More economists are beginning to predict a recession in the US in the next two years Federal Reserve Moves to rein in inflation are the hottest in a decade — including inflation that the Biden administration has repeatedly cited.
Mark Zandi, Moody’s chief economist — a respected economist who has often provided favorable analyzes of the White House agenda — said during a webinar this week that he believes the odds of a recession over the next two years are about 35%.
“The risk of the economy going into recession at some point in the next 12, 18, 24 months is very high, uncomfortably high. And I’d say it’s going up,” Zandi said.
This is in line with the file Goldman Sachs Predictions This suggests that the tightening policy path the US central bank is about to embark on raises the odds of a recession to 15% in the next 12 months and 35% in the next 24 months. Goldman analysts noted that 11 of the 14 tightening cycles since World War II have been followed by a recession within two years, although only eight of them can be partly attributed to Fed policy.
The analyzes come as the Federal Reserve takes a more hawkish approach to fighting inflation, which is at its highest level since December 1981. Policy makers raised interest rates by a quarter of a percentage point in March and have since indicated the possibility of sharper increases of half a point. . In the coming months, starting in May.
“It is appropriate that we move a little more quickly,” the Fed chief said Jerome Powell He said Thursday during a panel discussion at the Spring Meetings of the International Monetary Fund and the World Bank. “I also think there’s something to the idea of forward-loading wherever one sees fit. So this points to a 50bp trend on the table.”
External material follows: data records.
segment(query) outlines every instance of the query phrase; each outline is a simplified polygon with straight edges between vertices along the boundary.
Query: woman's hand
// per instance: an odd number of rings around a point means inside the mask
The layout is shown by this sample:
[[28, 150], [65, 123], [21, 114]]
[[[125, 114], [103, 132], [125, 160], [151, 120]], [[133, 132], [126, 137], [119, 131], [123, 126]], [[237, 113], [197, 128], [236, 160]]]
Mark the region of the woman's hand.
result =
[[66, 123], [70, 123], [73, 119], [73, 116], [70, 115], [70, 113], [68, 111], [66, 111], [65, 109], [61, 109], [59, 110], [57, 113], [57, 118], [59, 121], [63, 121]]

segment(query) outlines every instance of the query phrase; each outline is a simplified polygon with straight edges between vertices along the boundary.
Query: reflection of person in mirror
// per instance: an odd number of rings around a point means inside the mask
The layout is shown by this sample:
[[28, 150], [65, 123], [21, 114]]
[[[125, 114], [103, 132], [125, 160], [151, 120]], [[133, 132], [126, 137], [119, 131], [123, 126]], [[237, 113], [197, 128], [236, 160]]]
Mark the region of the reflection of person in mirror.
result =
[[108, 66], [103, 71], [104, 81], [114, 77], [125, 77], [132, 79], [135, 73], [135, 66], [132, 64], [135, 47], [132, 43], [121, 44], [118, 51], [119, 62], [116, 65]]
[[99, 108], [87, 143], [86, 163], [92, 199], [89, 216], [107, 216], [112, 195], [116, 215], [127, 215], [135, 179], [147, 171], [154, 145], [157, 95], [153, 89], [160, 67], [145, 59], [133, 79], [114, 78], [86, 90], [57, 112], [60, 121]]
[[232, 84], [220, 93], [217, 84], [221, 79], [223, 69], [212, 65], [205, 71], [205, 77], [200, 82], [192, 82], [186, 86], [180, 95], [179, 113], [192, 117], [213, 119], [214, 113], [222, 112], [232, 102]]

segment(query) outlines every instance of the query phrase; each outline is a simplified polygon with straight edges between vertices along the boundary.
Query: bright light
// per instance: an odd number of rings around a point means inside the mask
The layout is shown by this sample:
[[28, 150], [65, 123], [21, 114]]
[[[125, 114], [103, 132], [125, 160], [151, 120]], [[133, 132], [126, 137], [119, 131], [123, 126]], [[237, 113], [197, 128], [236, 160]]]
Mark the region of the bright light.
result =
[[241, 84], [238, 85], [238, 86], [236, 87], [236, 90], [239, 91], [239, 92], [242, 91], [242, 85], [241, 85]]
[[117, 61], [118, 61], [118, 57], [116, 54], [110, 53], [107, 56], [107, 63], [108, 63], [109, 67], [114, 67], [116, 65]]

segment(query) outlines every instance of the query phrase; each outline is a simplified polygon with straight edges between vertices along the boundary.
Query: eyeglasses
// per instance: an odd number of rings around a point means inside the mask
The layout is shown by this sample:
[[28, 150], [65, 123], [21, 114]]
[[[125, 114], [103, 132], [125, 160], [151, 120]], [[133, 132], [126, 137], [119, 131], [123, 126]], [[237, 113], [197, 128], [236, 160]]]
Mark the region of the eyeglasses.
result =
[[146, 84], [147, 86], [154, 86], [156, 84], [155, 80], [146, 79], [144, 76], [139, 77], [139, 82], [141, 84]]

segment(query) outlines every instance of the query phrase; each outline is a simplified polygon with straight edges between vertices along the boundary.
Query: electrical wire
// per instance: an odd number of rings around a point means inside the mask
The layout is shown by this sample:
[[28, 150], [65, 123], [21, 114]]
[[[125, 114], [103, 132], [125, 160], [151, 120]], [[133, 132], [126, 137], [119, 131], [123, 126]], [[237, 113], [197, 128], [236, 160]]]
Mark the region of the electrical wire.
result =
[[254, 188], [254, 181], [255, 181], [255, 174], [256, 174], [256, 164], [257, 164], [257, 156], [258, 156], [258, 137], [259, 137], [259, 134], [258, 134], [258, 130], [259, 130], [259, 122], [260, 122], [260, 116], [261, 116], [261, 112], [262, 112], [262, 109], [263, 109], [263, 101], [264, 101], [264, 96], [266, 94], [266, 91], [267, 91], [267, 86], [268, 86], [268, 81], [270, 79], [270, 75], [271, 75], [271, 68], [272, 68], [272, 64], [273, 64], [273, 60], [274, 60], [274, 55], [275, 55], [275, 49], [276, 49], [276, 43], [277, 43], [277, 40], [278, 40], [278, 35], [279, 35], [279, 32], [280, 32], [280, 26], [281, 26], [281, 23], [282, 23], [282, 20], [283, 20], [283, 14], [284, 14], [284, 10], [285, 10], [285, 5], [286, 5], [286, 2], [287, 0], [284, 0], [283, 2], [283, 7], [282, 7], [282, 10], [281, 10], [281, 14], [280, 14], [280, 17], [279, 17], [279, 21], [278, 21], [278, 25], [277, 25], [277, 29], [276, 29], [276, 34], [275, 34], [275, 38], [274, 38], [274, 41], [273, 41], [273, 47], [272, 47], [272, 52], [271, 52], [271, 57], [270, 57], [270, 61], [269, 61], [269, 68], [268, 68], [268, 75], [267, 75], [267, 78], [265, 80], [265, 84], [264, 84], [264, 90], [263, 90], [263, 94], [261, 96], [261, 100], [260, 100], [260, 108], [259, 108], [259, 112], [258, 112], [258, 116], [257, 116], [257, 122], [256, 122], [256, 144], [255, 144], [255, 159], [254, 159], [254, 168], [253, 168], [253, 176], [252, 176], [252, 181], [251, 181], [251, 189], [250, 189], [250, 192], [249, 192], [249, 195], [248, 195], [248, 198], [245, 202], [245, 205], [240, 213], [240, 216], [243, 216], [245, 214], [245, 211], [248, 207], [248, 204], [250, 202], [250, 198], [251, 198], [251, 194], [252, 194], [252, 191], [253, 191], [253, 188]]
Traders are now pricing in a 100% chance of a rate hike of at least half a point when policy makers meet on May 3-4. This will be the first time since 2000 that the US central bank will raise the federal funds rate by 50 basis points.
Some economists believe that the Fed has waited too long to confront the inflationary explosion, while others have expressed concerns that moving too quickly to stabilize prices could trigger a recession. Higher interest rates tend to create higher rates on consumer and business loans, which slows the economy by forcing employers to cut back on spending.
Powell countered concerns that further tightening by the central bank would lead to a recession and maintained optimism that the Fed could strike a delicate balance between taming inflation without crushing the economy.
However, he acknowledged the difficulty of the task ahead, and said it was “absolutely necessary” for central bankers to restore price stability.
“Our goal is to use our tools to resynchronize demand and supply, so that inflation returns to where it is without slowing down to stagnation,” Powell said. “I don’t think you’ll hear anyone at the Fed say that’s straightforward. It’s going to be difficult.”
“Beer buff. Devoted pop culture scholar. Coffee ninja. Evil zombie fan. Organizer.”